I was bitten once by my extreme. He bit my wrist and let go right off. I washed the wound and treated it. I guess everyone has different reactions to a bite.


----------



## dragonkeeperblue (Feb 19, 2013)

xocrieox said:


> I was bitten once by my extreme. He bit my wrist and let go right off. I washed the wound and treated it. I guess everyone has different reactions to a bite.

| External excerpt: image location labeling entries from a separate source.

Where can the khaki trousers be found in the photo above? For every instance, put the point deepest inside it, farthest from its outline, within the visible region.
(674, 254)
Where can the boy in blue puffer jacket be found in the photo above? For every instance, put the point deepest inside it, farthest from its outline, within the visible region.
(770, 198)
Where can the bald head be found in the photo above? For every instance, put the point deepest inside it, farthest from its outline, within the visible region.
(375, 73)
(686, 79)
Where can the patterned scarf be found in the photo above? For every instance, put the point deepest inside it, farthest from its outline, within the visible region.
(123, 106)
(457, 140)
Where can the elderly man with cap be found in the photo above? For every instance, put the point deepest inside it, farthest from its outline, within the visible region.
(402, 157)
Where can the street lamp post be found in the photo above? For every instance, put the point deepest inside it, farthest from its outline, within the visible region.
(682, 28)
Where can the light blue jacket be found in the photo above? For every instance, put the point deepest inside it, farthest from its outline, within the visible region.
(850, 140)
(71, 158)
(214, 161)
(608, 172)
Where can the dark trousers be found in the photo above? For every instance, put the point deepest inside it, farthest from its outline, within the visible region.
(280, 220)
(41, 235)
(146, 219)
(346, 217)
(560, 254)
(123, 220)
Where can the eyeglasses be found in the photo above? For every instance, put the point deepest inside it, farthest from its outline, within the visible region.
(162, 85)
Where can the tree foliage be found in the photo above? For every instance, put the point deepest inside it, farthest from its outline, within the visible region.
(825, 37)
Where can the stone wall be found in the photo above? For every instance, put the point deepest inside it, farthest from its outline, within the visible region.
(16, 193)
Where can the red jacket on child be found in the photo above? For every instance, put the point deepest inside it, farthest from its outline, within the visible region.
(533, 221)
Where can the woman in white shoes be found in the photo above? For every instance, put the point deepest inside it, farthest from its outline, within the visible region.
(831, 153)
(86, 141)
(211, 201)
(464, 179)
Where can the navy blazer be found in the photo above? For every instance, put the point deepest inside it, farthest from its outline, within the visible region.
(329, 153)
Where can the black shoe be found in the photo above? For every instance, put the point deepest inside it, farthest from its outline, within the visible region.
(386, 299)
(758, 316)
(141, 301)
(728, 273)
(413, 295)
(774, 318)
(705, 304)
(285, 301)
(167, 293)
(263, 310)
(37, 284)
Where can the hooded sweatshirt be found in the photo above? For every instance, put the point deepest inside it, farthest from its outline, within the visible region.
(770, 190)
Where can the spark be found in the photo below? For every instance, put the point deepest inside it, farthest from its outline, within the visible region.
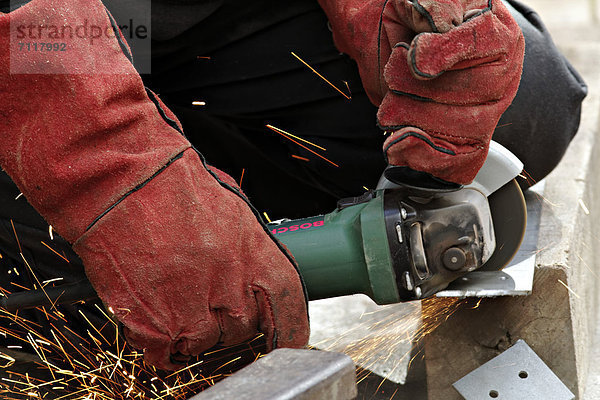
(242, 177)
(276, 130)
(569, 289)
(55, 252)
(16, 237)
(321, 76)
(300, 158)
(503, 125)
(267, 216)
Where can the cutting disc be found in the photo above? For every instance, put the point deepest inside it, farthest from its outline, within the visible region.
(509, 215)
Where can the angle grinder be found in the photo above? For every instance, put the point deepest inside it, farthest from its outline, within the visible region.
(399, 242)
(404, 242)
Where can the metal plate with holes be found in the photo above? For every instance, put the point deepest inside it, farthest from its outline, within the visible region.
(516, 374)
(517, 278)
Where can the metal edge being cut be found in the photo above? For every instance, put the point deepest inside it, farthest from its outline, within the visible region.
(516, 374)
(289, 374)
(516, 279)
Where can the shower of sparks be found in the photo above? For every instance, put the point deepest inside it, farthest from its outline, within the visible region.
(91, 361)
(322, 77)
(286, 135)
(66, 365)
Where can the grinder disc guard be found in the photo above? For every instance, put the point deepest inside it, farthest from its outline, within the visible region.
(509, 215)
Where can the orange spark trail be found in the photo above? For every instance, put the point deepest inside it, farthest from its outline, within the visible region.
(303, 146)
(295, 137)
(300, 158)
(321, 76)
(54, 251)
(242, 177)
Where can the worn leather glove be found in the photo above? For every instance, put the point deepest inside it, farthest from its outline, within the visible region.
(442, 73)
(173, 247)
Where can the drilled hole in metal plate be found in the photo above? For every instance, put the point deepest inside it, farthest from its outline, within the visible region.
(523, 374)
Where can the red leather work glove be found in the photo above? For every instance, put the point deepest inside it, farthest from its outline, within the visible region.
(173, 249)
(442, 73)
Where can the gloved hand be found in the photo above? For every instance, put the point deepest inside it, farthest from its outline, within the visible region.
(442, 73)
(173, 247)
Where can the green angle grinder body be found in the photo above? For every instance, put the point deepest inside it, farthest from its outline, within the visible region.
(400, 243)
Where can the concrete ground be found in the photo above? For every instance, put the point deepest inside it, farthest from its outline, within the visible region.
(379, 338)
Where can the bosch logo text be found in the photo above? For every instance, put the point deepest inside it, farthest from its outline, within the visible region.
(293, 228)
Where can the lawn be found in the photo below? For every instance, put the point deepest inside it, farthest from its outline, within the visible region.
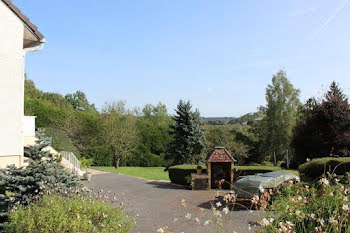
(157, 173)
(149, 173)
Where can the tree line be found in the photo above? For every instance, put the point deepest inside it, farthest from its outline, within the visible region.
(288, 131)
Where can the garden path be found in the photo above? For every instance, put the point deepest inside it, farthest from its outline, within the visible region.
(156, 204)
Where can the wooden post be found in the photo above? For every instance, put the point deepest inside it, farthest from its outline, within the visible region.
(231, 181)
(209, 175)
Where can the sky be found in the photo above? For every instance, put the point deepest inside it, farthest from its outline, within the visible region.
(220, 55)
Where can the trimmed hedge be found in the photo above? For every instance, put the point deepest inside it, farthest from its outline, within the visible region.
(316, 168)
(179, 174)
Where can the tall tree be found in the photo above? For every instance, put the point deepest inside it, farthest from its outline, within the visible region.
(324, 127)
(119, 129)
(189, 143)
(281, 114)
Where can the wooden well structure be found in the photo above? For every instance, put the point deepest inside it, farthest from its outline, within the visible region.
(220, 169)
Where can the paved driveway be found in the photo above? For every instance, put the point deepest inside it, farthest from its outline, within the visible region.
(156, 204)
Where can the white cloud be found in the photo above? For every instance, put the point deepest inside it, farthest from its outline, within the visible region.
(324, 25)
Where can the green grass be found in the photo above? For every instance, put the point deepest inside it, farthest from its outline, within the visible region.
(149, 173)
(157, 173)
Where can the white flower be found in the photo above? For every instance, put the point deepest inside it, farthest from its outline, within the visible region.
(265, 222)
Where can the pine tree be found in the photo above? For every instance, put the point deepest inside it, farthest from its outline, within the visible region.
(189, 141)
(43, 175)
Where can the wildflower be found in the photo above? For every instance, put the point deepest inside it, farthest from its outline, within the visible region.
(255, 199)
(265, 222)
(333, 221)
(321, 222)
(183, 203)
(325, 181)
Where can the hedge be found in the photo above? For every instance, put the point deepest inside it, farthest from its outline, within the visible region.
(178, 174)
(316, 168)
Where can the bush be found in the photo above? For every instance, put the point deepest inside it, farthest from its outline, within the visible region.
(180, 174)
(60, 141)
(318, 207)
(316, 168)
(61, 214)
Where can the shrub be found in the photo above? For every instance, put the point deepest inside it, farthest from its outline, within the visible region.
(319, 207)
(42, 175)
(180, 174)
(316, 168)
(60, 140)
(55, 213)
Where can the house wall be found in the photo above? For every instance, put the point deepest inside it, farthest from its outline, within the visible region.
(12, 87)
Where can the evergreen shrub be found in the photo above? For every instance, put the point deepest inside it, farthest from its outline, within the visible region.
(317, 168)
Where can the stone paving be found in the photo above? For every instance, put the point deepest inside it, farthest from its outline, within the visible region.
(156, 204)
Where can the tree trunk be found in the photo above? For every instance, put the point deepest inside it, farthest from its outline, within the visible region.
(116, 157)
(116, 163)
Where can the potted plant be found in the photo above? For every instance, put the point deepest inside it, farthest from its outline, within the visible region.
(86, 163)
(199, 170)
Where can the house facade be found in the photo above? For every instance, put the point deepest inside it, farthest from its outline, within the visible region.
(18, 36)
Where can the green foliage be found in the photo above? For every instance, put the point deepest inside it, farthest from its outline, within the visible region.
(324, 127)
(119, 130)
(61, 214)
(60, 141)
(154, 138)
(189, 142)
(149, 173)
(42, 175)
(319, 207)
(180, 174)
(47, 114)
(317, 168)
(281, 112)
(79, 101)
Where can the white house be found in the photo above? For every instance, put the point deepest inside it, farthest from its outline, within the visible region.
(17, 37)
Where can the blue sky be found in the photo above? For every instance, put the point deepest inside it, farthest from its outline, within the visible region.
(219, 54)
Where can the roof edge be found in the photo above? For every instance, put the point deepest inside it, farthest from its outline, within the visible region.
(25, 20)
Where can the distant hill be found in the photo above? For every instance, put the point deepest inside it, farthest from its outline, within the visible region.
(245, 119)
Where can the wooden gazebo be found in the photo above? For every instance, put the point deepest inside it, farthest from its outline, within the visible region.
(220, 169)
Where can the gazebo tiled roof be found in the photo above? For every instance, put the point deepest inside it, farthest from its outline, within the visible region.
(220, 154)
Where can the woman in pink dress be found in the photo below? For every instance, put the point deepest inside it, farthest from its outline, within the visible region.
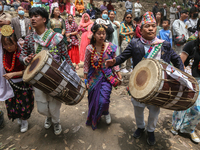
(85, 27)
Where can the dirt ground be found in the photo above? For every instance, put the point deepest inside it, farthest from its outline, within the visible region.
(77, 136)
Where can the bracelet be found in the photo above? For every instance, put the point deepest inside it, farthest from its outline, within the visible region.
(120, 79)
(85, 80)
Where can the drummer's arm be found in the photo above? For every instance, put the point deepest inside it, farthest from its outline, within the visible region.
(176, 60)
(126, 54)
(63, 52)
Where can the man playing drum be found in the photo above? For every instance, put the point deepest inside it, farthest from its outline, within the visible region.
(44, 39)
(148, 46)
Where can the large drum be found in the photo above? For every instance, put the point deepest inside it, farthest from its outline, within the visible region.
(158, 83)
(59, 81)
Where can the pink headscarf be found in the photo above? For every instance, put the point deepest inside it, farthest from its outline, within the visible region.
(82, 22)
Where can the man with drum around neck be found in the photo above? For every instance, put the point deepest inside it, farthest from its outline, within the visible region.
(44, 39)
(148, 46)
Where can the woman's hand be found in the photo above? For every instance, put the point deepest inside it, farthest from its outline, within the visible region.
(67, 34)
(9, 76)
(30, 57)
(110, 62)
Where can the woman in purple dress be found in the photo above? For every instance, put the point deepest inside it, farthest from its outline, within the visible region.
(97, 76)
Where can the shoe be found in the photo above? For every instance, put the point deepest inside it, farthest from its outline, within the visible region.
(124, 71)
(194, 137)
(130, 70)
(108, 119)
(138, 133)
(151, 138)
(173, 131)
(47, 123)
(24, 126)
(19, 121)
(57, 128)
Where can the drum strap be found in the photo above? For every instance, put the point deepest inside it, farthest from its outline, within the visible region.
(156, 49)
(44, 38)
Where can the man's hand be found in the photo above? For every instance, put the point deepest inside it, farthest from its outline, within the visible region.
(30, 57)
(9, 76)
(110, 62)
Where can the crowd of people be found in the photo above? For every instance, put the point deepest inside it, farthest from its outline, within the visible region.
(105, 53)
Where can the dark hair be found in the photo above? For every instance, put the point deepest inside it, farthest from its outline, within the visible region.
(3, 2)
(198, 25)
(131, 23)
(94, 29)
(52, 15)
(39, 11)
(10, 38)
(103, 10)
(111, 11)
(137, 19)
(161, 19)
(184, 11)
(167, 20)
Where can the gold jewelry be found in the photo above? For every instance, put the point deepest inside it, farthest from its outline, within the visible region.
(6, 30)
(101, 28)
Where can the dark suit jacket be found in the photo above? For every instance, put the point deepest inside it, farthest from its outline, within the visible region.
(162, 10)
(135, 49)
(17, 28)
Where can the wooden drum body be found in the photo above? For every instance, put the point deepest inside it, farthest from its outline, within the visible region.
(150, 83)
(43, 73)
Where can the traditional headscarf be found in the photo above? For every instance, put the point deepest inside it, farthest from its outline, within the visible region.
(82, 23)
(148, 17)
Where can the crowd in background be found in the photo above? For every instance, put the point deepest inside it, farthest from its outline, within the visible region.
(176, 29)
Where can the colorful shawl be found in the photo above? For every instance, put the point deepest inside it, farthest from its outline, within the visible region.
(82, 23)
(72, 28)
(51, 39)
(155, 41)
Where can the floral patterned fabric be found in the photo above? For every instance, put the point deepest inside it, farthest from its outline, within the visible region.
(22, 104)
(187, 120)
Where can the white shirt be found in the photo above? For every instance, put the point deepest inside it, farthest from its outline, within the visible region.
(165, 13)
(179, 28)
(137, 7)
(22, 25)
(191, 23)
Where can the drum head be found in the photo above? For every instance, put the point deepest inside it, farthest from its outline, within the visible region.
(144, 78)
(35, 66)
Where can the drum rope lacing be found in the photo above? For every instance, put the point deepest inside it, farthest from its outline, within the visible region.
(17, 87)
(59, 73)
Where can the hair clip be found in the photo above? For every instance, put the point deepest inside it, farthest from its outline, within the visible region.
(7, 30)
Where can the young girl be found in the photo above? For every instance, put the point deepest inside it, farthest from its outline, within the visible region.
(97, 77)
(21, 105)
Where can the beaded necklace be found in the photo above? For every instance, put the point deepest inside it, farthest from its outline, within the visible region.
(199, 61)
(13, 62)
(100, 58)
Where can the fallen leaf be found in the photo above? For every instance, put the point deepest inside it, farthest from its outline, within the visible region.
(176, 148)
(180, 140)
(66, 131)
(81, 141)
(104, 146)
(89, 147)
(66, 148)
(24, 147)
(71, 147)
(65, 141)
(9, 138)
(75, 129)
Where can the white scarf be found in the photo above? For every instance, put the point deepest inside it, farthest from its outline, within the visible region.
(6, 90)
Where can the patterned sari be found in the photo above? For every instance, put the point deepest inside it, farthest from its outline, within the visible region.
(99, 87)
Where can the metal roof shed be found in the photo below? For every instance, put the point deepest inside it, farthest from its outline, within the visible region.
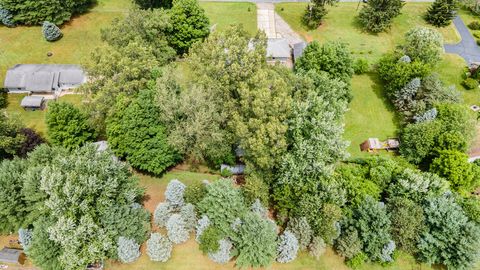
(10, 255)
(32, 102)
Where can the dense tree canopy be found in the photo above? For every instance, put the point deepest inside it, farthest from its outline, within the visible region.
(136, 134)
(67, 125)
(190, 24)
(377, 15)
(79, 203)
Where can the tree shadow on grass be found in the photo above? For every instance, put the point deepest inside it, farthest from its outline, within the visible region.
(379, 90)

You asked just letting you know what can happen.


----------



## xocrieox (Feb 19, 2013)

Yeah I know that's why I said different people have different reactions. wasn't saying you we're wrong


----------



## Teg (Feb 19, 2013)

A bit off the topic now ... but i was bitten by a wild "Adder" the only British poisonous snake, in my back garden and i was fine, it was well stuck to my arm had a white ring and bruising but no poison, i could of been lucky !!


----------



## Dubya (Feb 19, 2013)

Teg said:


> A bit off the topic now ... but i was bitten by a wild "Adder" the only British poisonous snake, in my back garden and i was fine, it was well stuck to my arm had a white ring and bruising but no poison, i could of been lucky !!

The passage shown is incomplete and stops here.